Isto é um velho argumento de cabelos brancos que teve origem em Ben
Bernanke, o actual chefe do Fed, ainda no princípio dos anos 2000,
quando argumentou que a causa dos "persistentes défices
comerciais" nos EUA e Reino Unidos devia-se a "demasiada
poupança" no países "excedentários" da
Ásia e da OPEP. Portanto a farra de crédito e o subsequente
esmagamento do crédito foi realmente por culpa de os indivíduos
do Japão ou da China não gastarem bastante com bens dos EUA!
Agora a culpa já é de toda a gente por não gastar
bastante. Mas, mais uma vez, a questão é porque as pessoas
não estão a gastar bastante? Isso não é
difícil responder quando se chega às famílias
médias, dizimadas por rendimentos reduzidos e desemprego, mas por que
companhias capitalistas nos EUA ou no Reino Unido ou na Europa não
investem mais? Wolf pensa que pode ser devido a "dívida
excessiva" acumulada durante a farra de crédito antes da Grande
Recessão. Assim, a crise foi causada pelo "gasto excessivo" e
agora a depressão é causada pela "poupança
excessiva". O capitalismo simplesmente balouça de um para o outro!

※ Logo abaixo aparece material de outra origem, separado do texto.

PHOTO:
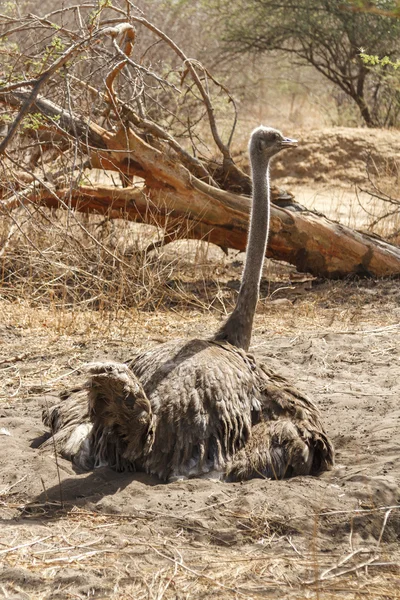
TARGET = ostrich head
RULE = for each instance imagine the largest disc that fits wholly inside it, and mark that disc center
(265, 142)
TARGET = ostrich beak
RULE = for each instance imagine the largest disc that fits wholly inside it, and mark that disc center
(289, 143)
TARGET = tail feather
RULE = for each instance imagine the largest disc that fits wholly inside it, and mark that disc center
(108, 421)
(281, 449)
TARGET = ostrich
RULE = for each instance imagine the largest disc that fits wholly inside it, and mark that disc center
(200, 408)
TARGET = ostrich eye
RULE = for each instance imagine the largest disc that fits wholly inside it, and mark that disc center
(262, 144)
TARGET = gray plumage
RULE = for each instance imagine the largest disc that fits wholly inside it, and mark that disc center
(200, 407)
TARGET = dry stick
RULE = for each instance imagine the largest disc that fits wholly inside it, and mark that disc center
(66, 207)
(206, 98)
(197, 574)
(25, 545)
(150, 126)
(27, 105)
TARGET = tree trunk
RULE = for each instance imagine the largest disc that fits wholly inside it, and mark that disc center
(173, 198)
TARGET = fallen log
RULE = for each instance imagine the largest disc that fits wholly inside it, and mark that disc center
(185, 206)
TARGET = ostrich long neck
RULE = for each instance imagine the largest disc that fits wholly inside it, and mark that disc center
(238, 327)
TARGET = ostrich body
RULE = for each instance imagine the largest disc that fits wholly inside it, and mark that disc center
(200, 407)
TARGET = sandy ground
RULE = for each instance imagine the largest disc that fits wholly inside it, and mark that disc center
(109, 535)
(116, 536)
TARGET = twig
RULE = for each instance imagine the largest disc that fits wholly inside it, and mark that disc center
(7, 550)
(197, 574)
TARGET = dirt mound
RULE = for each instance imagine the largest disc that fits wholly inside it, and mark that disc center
(340, 155)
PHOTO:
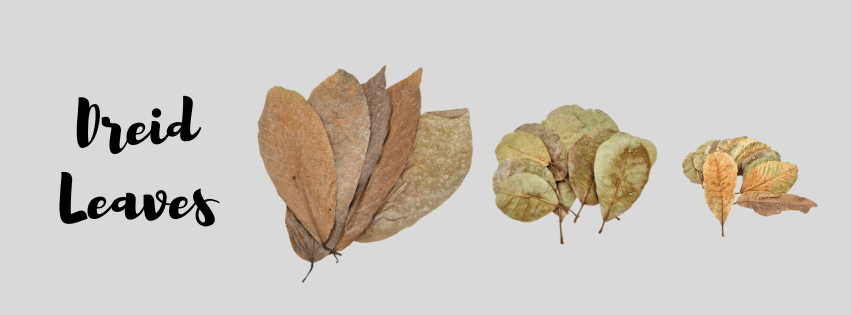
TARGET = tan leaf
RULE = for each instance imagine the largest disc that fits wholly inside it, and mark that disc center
(519, 165)
(688, 169)
(405, 102)
(558, 155)
(719, 184)
(581, 163)
(621, 170)
(299, 160)
(766, 203)
(441, 159)
(772, 176)
(341, 105)
(525, 145)
(526, 197)
(378, 102)
(749, 150)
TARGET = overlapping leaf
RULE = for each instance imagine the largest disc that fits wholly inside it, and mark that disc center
(719, 185)
(766, 203)
(622, 169)
(526, 197)
(772, 176)
(525, 145)
(441, 159)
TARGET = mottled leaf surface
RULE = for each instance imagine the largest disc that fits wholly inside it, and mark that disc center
(688, 169)
(304, 245)
(558, 155)
(378, 101)
(772, 176)
(719, 184)
(519, 165)
(439, 163)
(756, 159)
(525, 145)
(581, 163)
(526, 197)
(405, 100)
(766, 203)
(621, 170)
(341, 105)
(299, 160)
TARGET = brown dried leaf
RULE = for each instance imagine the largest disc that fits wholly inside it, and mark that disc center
(404, 120)
(441, 159)
(340, 103)
(379, 117)
(772, 176)
(581, 163)
(766, 203)
(719, 184)
(555, 148)
(299, 160)
(304, 245)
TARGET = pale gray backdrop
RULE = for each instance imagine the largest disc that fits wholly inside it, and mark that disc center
(673, 72)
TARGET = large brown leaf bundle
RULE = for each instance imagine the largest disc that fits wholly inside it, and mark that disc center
(358, 162)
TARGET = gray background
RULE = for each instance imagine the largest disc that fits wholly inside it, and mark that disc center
(678, 74)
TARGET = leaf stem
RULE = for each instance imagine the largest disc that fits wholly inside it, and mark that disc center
(583, 200)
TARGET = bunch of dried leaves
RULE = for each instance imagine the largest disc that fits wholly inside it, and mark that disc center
(358, 162)
(574, 153)
(717, 163)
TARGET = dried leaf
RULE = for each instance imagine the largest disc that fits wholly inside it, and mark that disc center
(766, 203)
(404, 119)
(749, 150)
(621, 169)
(299, 160)
(772, 176)
(756, 159)
(519, 165)
(719, 184)
(688, 169)
(525, 145)
(700, 157)
(304, 245)
(737, 148)
(565, 194)
(378, 102)
(341, 105)
(651, 150)
(441, 159)
(555, 148)
(526, 197)
(581, 163)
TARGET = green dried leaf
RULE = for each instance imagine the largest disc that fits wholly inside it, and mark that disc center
(555, 148)
(526, 197)
(621, 168)
(689, 171)
(519, 165)
(581, 163)
(651, 150)
(758, 158)
(441, 159)
(525, 145)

Wolf pensa também que a falha em investir pode-se dever a uma
mudança na cultura de firmas capitalistas, as quais não querem
mais investir em capital produtivo e preferem brincar no mercado de
acções ou comprar activos financeiros. Assim, eis no que se
tornou o grande sistema capitalista uma economia "rentista".
Tratei anteriormente destes argumentos neste blog (
thenextrecession.wordpress.com/...
) e pretendo a eles retornar no futuro. Mas, mais uma vez, a ideia da
lucratividade do capital no que é, afinal de contas, por
definição uma economia do lucro onde pessoas investem para fazer
um lucro, está totalmente ausente das explicações de
Krugman ou Wolf.
Noah Smith, um bloguista keynesiano , recentemente considerou como sair
da depressão
noahpinionblog.blogspot.co.uk/...
:
"A solução para crescimento reduzido e desemprego elevado (
e involuntário
) é relativamente simples.
Finalmente alguém começará a gastar os recursos ociosos
. Isto tanto pode ser pelo
sector privado desde que independentemente se restabeleça do seu
afundamento em espíritos animais, ou será o governo". Ah,
sim, os "espíritos animais " retornarão. Ou será
assim? Smith reconhece que podem não vir em qualquer momento em breve
porque "é perfeitamente plausível que a economia como
tem acontecido possa permanecer deprimida mesmo com taxas muito baixas
devido a pressões para desalavancar, baixas expectativa e baixa
confiança, etc". Assim, a explicação da
depressão é: dívida alta ainda a ser desalavancada,
"baixas expectativas" (ou lucro?) e "baixa
confiança" (no que?). Mais uma vez, nenhuma menção ao
que está acontecer à lucratividade.
Smith considera que "se o mercado está mal preparado para
aproveitar os recursos ociosos em qualquer período breve
permanecendo como está num estado depressivo, irracional o
único agente que pode fazer isto é o estado. O estado pode
emprestar dinheiro (utilizando capital ocioso) para criar empregos (utilizando
trabalho ocioso), elevar taxas de juro e deitar abaixo a taxa de desemprego. E
esta abordagem não exige que alguém faça previsões
precisas acerca do futuro. Ela simplesmente exige uma economia de mercado, e um
estado desejoso de empregar recursos ociosos quando eles estão
ociosos... e note-se que sou a favor de uma economia baseada predominantemente
no mercado. Intervenções do governo deveriam ser mantidas num
mínimo necessário". Assim, o estado pode salvar a
situação se o investimento privado não o fizer mas
mantenha-o num mínimo.
"Pela redução do desemprego e o gasto do capital ocioso
(preferivelmente num mix de infraestrutura dirigida pelo estado e projectos de
tecnologia, e concessão de empréstimos a novos negócios)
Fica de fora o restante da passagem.